Le désert de caillasses passé, nous retrouvons les bois. Depuis que nous randonnons, c'est sans doute le passage le moins fréquenté et le plus en friche que nous ayons jamais emprunté. Peu rassurant.

Et puis une voie plus large, comme un passage emprunté autrefois, au début du siècle ou peut-être depuis le moyen-âge, par les bucherons et les habitants de la montagne. Les randonnées offrent souvent ce voyage dans le temps, qui nous permet de remettre nos pas dans celui des anciens, avec l'étrange sensation que le terrain n'a pas été touché et que nos contemporains ont construit ailleurs sans reprendre les anciennes voies.

Les bois s'ouvrent sur une clairière. Un homme monte une cloture autour du terrain près de sa fermette. Une fourche, des panneaux indiquent les itinéraires possibles, nous cherchons un instant notre chemin. L'homme, souriant, nous interpelle et demande où nous allons. Nous nous approchons de lui, entamons la conversation et je lui tends le plan. Il nous indique rapidement un meilleur chemin, plus court et plus sympathique. Et puis il nous propose de nous désalterer : un tuyau dans l'auge voisine où coule une eau potable, et fraiche ! "Ne prenez pas celle en contrebas, elle est pour les chevaux" nous précise t-il. J'aime cette gentillesse simple et cette disponibilité que l'on rencontre souvent en randonnant. Pourquoi de retour dans l'agitation des villes tout cela disparait-il ? Et tout ces bonjours que l'on s'échange, disparaissant dès que le nombre d'humain grandissant apporte l'indifférence et l'anonymat.

Il ne reste plus beaucoup de route. Le ciel se charge et l'orage prévu devrait tomber ce soir. Nous nous trompons de chemin à nouveau. Quelques pas de plus importent peu, nous avons déjà fait le plus dur.
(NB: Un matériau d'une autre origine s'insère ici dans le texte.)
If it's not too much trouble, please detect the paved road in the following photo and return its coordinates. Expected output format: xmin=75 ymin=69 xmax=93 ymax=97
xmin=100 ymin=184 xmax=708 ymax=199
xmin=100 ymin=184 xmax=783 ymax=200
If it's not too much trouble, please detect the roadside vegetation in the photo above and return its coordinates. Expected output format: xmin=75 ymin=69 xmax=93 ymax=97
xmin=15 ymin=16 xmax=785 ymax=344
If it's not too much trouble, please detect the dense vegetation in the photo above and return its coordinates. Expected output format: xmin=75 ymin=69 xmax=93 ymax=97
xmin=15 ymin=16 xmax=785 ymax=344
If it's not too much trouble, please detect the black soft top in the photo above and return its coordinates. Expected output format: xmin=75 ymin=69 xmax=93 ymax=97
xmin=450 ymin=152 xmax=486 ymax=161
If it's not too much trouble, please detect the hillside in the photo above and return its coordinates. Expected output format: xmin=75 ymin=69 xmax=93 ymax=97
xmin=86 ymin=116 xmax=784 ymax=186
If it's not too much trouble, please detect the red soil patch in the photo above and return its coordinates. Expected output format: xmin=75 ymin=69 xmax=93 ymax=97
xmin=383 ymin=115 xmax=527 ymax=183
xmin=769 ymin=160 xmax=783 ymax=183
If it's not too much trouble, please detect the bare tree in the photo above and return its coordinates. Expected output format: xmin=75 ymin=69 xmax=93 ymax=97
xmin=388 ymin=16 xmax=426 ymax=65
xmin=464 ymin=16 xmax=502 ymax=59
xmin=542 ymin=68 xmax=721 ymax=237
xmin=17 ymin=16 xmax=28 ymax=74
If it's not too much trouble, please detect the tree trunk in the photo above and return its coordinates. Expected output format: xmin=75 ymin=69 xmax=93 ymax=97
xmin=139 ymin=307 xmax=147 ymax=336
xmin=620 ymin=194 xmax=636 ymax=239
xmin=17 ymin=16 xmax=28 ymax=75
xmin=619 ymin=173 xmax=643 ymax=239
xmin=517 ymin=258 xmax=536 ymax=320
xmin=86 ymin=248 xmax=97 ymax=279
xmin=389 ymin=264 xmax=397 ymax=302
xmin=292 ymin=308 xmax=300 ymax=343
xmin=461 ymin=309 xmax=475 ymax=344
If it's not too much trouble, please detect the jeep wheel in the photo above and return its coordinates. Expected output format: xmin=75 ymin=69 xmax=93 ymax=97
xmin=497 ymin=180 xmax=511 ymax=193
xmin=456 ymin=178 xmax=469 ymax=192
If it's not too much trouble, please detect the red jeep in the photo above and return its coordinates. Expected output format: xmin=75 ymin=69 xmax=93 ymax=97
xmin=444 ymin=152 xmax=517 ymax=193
Plus loin, nous passons devant la maison de l'homme qui nous a désaltéré plus haut. Il arrive justement en voiture et nous voyant, sort et vient vers nous en souriant. Ne nous ayant pas vu sur le chemin indiqué, il se doutait que nous nous étions trompés de route. Il redescend justement sur Mieussy et nous propose de nous y emmener, ce que nous refusons poliment : hors de questions de prendre une voiture à ce stade ! nous nous devons de terminer la randonnée à pied ! ne serait-ce que pour la beauté du geste ! Et de toute façon nous ne sommes pas à ce point fatigués.

Le ciel se charge lourdement. Dernière descente à travers de très grands paturages. Au milieu, un carré potager comme sorti de nulle part. Une femme cueille des haricots. Nous nous enfonçons dans un chemin bordé d'arbres et de deux talus, comme ceux d'autrefois à nouveau.

Puis le village. Une dernière erreur de parcours et nous arrivons au pont. Prendre du pain sur les quelques mètres qui nous restent avant la voiture. Les gouttes commencent à tomber et les éclairs dans le ciel.

Beaucoup plus loin sur le retour, un orage impressionnant nous force à arrêter la voiture sur le bas-côté. Des grellons gros comme de petites billes. Nous n'entendons plus rien dans l'habitacle. L'orage passé nous reprenons la route. Le bitume fume après ce choc thermique. Dernière image.